A common field approach is to measure each site two or three times and use the average or the closest two values when they agree closely. Repeating the site reduces the chance that a single pinch or placement error distorts the estimate.
Why can different protocols give different body fat percentages?
Each protocol uses a different set of sites and a different regression equation. They were validated in different populations, so the same person can get slightly different results depending on whether you use Jackson-Pollock 3-site, Jackson-Pollock 7-site, or Durnin-Womersley.
Can I compare today’s result with an older result from another protocol?
Trend comparisons are most reliable when you keep the same protocol, the same assessor, and the same site technique each time. Switching protocols can change the estimate even if body composition has not changed very much.
What is the difference between a 3-site and 7-site skinfold calculator?

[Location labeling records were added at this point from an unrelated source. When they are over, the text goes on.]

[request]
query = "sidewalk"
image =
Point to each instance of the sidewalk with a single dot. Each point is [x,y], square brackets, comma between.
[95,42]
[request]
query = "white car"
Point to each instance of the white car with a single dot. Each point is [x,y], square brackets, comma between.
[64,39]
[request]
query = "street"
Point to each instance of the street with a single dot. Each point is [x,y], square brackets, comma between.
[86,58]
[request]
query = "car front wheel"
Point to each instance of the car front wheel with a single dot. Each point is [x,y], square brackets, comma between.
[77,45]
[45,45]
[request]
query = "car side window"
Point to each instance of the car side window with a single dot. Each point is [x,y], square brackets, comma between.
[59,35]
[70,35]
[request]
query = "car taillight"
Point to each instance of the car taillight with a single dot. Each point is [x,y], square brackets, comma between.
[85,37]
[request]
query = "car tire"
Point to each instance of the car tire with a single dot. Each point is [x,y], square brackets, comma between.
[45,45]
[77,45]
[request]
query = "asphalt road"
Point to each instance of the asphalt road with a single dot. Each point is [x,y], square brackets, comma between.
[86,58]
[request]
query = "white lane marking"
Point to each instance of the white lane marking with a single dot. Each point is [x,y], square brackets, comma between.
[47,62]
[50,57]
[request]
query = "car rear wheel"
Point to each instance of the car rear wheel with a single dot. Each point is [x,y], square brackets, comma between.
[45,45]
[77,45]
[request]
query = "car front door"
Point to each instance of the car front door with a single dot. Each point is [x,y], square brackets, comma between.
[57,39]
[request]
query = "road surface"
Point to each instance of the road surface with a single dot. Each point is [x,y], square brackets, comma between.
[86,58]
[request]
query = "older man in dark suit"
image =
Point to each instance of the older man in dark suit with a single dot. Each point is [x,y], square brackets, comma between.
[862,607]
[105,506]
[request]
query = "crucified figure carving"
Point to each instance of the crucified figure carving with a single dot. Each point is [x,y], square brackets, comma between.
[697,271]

A 3-site skinfold calculator is faster and uses sex-specific sites. Jackson-Pollock 7-site uses seven readings for both male and female mode, so it takes longer but gives a broader distribution check. The 7-site method can be more useful for trained assessors, athletes, or people tracking changes closely.
Do I need body weight for a skinfold body fat calculation?
No. The body fat percentage estimate comes from age, sex, protocol, and skinfold millimetres. Body weight is optional and is only used to split the percentage into estimated fat mass and lean mass.
Should I average multiple skinfold readings?
Yes. Measure each required site two or three times and use the average or the closest repeated values when they agree. Repeated measurements reduce the chance that one bad pinch, site placement, or caliper angle controls the result.
Is a skinfold calculator better than the Navy body fat calculator?
They answer similar body-composition questions with different field methods. Skinfold uses caliper measurements at anatomical sites, while Navy-style calculators use tape-measure circumferences. Skinfold can be useful when a trained assessor is available; the Navy method is easier for most home users.
How accurate is a skinfold body fat percentage estimate?
Accuracy depends on the assessor, caliper, site selection, and population fit of the equation. Even with good technique, treat the answer as an estimate and focus on repeatable trends rather than a single exact percentage point.